Market it as an Advertisement
You’re not selling a product, but you’re still selling, which means you still would want to hook buyers to your online listing. The tried and true methods for marketing and advertising will still work if you do it right.
That means your ad must include a strong, compelling headline. Even if you’re selling your business because you’re going under, there is always a benefit that you can present, so make sure your listing has it displayed front and center.
Remember, you’re competing against other sellers, too, so you’ll have to stand out for any buyer even to read your listing, let alone reach out to you. Present the best of your business, and make sure it’s available for the buyer to see. It’s like putting something on display. You want its best side to be visible to shoppers passing by.
List in Multiple Categories
Most will skim over this when considering selling their business but understanding the exact category or categories your business lands in is advantageous and presents an opportunity.
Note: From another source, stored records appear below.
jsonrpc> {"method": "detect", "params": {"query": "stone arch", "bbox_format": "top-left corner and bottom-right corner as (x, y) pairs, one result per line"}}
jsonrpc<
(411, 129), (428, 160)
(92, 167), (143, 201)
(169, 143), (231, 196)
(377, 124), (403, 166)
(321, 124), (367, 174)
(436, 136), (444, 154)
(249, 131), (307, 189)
For one, no business is limited to a single category. When you sell your business online, you can put it in multiple categories. If your business sells cleaning services, you can list them in service-based business, home-service-related categories, and cleaning services. Of course, it depends on the platform, but it gives a rough idea of what it can be.
You are casting a wider net by putting your business in multiple categories. Some buyers may search for businesses, some may want to look for those near them—every single factor of how you list your business matters, including its category.
When a Buyer is Found
If you successfully find buyers for your business, that doesn’t mean the process is done. In fact, it’s just beginning. However, before you proceed with any business, one of the first and most important things you should do is to sign a Non-Disclosure Agreement.
This NDA is meant for both you and your buyer and to make sure anything discussed or presented in any meetings does not get leaked. A signed NDA allows both parties to disallow the sharing of sensitive information legally. So, if you share any details of your business that may have client information, you can rest assured that even if the buyer doesn’t go through with the sale, they are legally bound not to use any of that info.
This allows anyone selling their business to keep potential corporate espionage at bay. Even if it may seem like corporate espionage is a stretch in 2023, one may be surprised by just how common it actually is.
So, here they are. A few things to consider for selling your business online. Of course, having a consulting firm is not something every business can afford, so make the most of these so you can make the process smoother.